At the midlest end of the spectrum the threat posed by such software is the invasion of privacy. Most people don’t mind the idea of a computer automatically analysing their electronic communications, and would think that if they haven’t committed a crime then it is unlikely that it would ever go further than this – to a human investigator reading their private messages. This is very naive, especially if you have ever gone to a protest. It is well documented that police use video cameras to document the identities of people attending protests, and have in the past mounted undercover investigations to infiltrate protest groups even if no crime has been committed. This kind of technology represents a massive reduction in the cost, in both time and money, associated with surveillance. In just a few clicks a human operator can access an overview of your life, and in just a few minutes per day can scan through all of your most important communications. Are we really willing to accept that the cost of being politically active is submit to your communications – even the most private, embarrassing and emotionally sensitive ones – stand a realistic chance of being viewed by strangers?

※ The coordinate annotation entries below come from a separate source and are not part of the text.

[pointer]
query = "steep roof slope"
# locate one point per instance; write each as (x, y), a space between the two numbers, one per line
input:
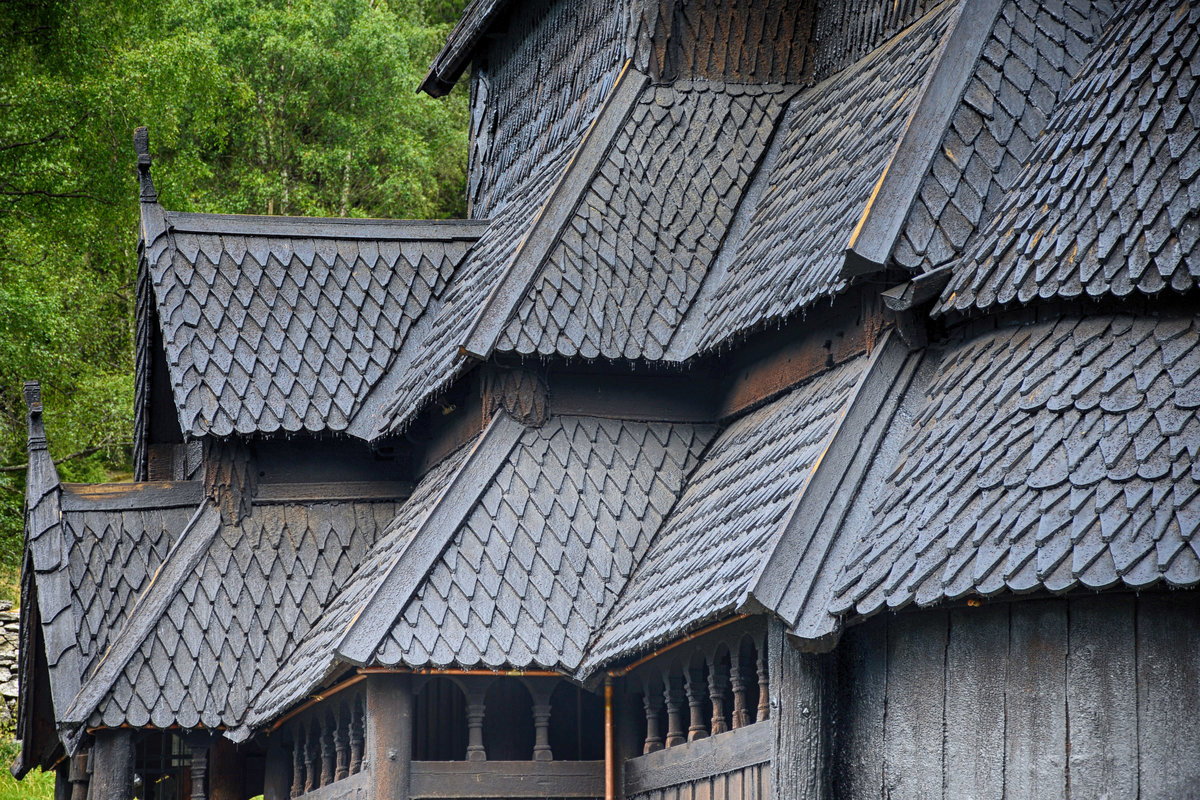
(838, 138)
(1047, 456)
(1109, 202)
(286, 324)
(731, 511)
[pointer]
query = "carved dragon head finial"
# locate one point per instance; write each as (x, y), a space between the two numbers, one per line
(142, 146)
(36, 427)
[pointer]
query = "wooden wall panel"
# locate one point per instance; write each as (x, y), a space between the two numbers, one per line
(1169, 696)
(915, 707)
(1102, 698)
(1089, 697)
(1036, 731)
(976, 674)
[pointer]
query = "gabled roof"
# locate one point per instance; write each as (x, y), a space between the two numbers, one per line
(228, 605)
(1109, 200)
(287, 324)
(730, 515)
(1027, 61)
(838, 139)
(1047, 456)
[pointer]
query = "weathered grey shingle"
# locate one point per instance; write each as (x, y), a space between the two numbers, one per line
(1032, 53)
(252, 595)
(544, 553)
(645, 233)
(838, 138)
(1047, 457)
(286, 324)
(1109, 203)
(727, 517)
(315, 657)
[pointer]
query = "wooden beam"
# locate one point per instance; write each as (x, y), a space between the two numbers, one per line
(389, 744)
(112, 765)
(466, 780)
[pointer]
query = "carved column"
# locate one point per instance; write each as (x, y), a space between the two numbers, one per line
(696, 690)
(199, 770)
(763, 683)
(475, 710)
(342, 744)
(673, 697)
(390, 734)
(358, 728)
(718, 681)
(652, 701)
(738, 686)
(112, 765)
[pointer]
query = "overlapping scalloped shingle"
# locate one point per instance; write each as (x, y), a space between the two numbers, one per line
(649, 226)
(1109, 203)
(289, 331)
(838, 138)
(252, 596)
(313, 659)
(1033, 52)
(1048, 456)
(543, 554)
(730, 513)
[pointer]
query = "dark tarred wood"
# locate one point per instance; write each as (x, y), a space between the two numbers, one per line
(389, 743)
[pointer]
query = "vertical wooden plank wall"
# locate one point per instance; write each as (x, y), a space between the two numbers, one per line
(1089, 697)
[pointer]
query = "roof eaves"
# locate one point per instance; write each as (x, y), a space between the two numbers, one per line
(460, 46)
(798, 565)
(875, 235)
(192, 545)
(325, 227)
(555, 215)
(47, 549)
(406, 575)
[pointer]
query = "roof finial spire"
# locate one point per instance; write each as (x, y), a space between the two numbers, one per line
(142, 145)
(36, 427)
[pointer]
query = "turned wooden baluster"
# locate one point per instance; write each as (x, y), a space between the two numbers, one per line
(357, 722)
(297, 764)
(312, 758)
(342, 745)
(199, 771)
(653, 702)
(327, 750)
(718, 681)
(475, 711)
(763, 698)
(696, 690)
(540, 693)
(738, 686)
(673, 696)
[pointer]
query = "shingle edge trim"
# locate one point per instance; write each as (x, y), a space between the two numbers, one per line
(408, 571)
(874, 238)
(547, 227)
(803, 537)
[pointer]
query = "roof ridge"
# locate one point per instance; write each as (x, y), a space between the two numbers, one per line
(879, 228)
(184, 555)
(541, 236)
(802, 536)
(431, 537)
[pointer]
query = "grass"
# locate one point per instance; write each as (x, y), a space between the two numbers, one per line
(36, 786)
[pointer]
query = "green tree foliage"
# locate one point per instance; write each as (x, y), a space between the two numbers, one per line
(300, 107)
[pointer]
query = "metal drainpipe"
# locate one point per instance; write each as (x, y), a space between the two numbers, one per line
(610, 756)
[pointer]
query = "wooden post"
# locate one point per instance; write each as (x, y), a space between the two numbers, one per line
(802, 695)
(390, 734)
(112, 765)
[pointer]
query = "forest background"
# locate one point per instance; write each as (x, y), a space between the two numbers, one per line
(292, 107)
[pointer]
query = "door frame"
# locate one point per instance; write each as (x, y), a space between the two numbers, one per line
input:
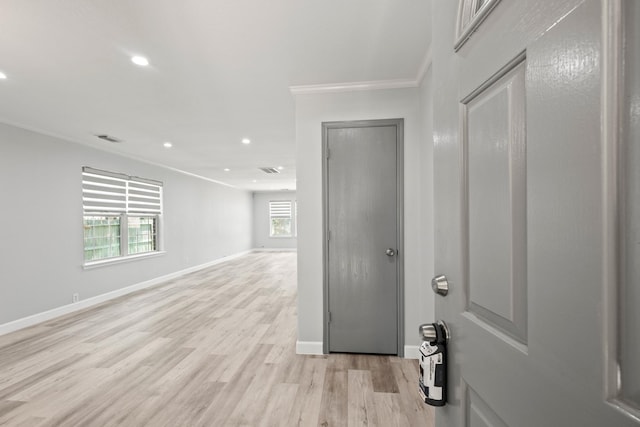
(399, 124)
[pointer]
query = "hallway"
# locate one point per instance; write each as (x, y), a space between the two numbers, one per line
(215, 347)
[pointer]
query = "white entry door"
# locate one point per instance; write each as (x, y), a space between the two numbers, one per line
(535, 117)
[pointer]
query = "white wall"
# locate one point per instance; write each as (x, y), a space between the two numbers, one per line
(261, 226)
(426, 231)
(311, 110)
(41, 243)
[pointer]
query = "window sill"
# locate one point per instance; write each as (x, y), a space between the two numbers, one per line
(119, 260)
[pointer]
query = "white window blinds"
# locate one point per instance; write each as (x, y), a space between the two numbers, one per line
(112, 193)
(280, 209)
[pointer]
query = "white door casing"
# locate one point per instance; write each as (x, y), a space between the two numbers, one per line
(523, 182)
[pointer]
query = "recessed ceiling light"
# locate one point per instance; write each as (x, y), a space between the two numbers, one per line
(140, 60)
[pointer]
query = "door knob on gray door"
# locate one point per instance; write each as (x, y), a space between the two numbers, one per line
(440, 285)
(434, 332)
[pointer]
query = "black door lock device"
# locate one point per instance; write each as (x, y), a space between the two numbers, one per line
(432, 382)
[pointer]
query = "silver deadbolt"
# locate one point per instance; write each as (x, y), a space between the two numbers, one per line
(440, 285)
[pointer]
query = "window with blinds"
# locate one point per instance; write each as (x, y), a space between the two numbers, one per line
(280, 218)
(121, 215)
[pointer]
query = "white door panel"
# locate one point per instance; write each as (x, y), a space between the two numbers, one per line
(520, 211)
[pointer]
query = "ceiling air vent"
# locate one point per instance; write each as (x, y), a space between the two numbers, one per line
(269, 170)
(109, 138)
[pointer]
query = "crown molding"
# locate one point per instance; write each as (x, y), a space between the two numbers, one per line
(367, 85)
(352, 87)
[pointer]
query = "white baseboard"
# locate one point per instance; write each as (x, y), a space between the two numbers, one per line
(309, 347)
(25, 322)
(411, 351)
(275, 249)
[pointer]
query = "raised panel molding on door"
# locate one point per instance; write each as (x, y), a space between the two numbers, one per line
(522, 208)
(493, 123)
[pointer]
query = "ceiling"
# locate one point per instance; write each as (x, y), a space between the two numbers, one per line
(219, 71)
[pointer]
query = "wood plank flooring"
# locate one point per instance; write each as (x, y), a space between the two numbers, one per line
(212, 348)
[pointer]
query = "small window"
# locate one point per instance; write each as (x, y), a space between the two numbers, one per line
(280, 219)
(121, 215)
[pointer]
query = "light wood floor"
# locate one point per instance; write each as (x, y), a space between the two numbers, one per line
(213, 348)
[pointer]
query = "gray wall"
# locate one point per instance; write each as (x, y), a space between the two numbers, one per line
(41, 243)
(261, 239)
(311, 110)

Apart from the creepy and unpleasant feeling of knowing that this could happen to you, there is also the possibility that this could dissuade people who value their privacy from attending protests or becoming political active. That would be damaging to democracy.
But there is also a threat beyond this. Because software such as riot is not only used to track known criminals, but also to identify patterns which suggest the possibility of criminal behaviour. This means that ordinary people, who may have done nothing wrong, could find themselves placed on watchlists or subjected to invasive police investigations based on the say so of a computer – even if no complaint has been made against them by a human, and no crime has been recorded. Once your name is on a list of people to watch, you could find yourself left open to police harassment – perhaps not even deliberately on the part of the police, but just by your being flagged as a ‘person of interest’. In my humble opinion this ‘pre-crime’ aspect which is the most worrying.
And then of couse there is the fact that these systems will be open to abuse. As James Ball notes in The Guardian:
It’s easy to believe those with nothing to hide have nothing to fear – and most of us are essentially decent people, with frankly boring social network profiles. But, of course, to (say) a petty official with a grudge, almost anything is enough: a skive from work, using the wrong bins, anything. Everyone’s got something someone could use against them, even if only for a series of annoyances.
And petty officials are only the very mildest end of the spectrum of possible abuses. It is easy to imagine many more, from out of control racial profiling to corrupt police officers bullying witness into giving the desired testimony to – well the possibilities are endless.
To what extent these threats to the public balance out against the potential benefits to security and crime-fighting is impossible to say because – and this is why I personally have a problem with these programs – they are run in secret. There is little or no information in the public domain about the manner or extent of governments’ use of these techniques.
In order for the public to judge whether or not they are willing to sacrifice their privacy and potentially subject themselves to intrusive investigations they need information. They need to know what kind of crimes are being investigated using this software, what information is being accessed and by whom, how may crimes are being prevented or extra prosecutions secured which would not have been possible without it, how many people have their data accessed by a human operator each year, and so on and on.
But all of this information is kept secret in the interests of ‘national security’. This not only prevents the public from being able to give informed consent for authorities to use this kind of technology (thus breaking the democratic social contract between government and the people), but it also prevents any kind of proper oversight to monitor its use and prevent abuse by the people who have access to it.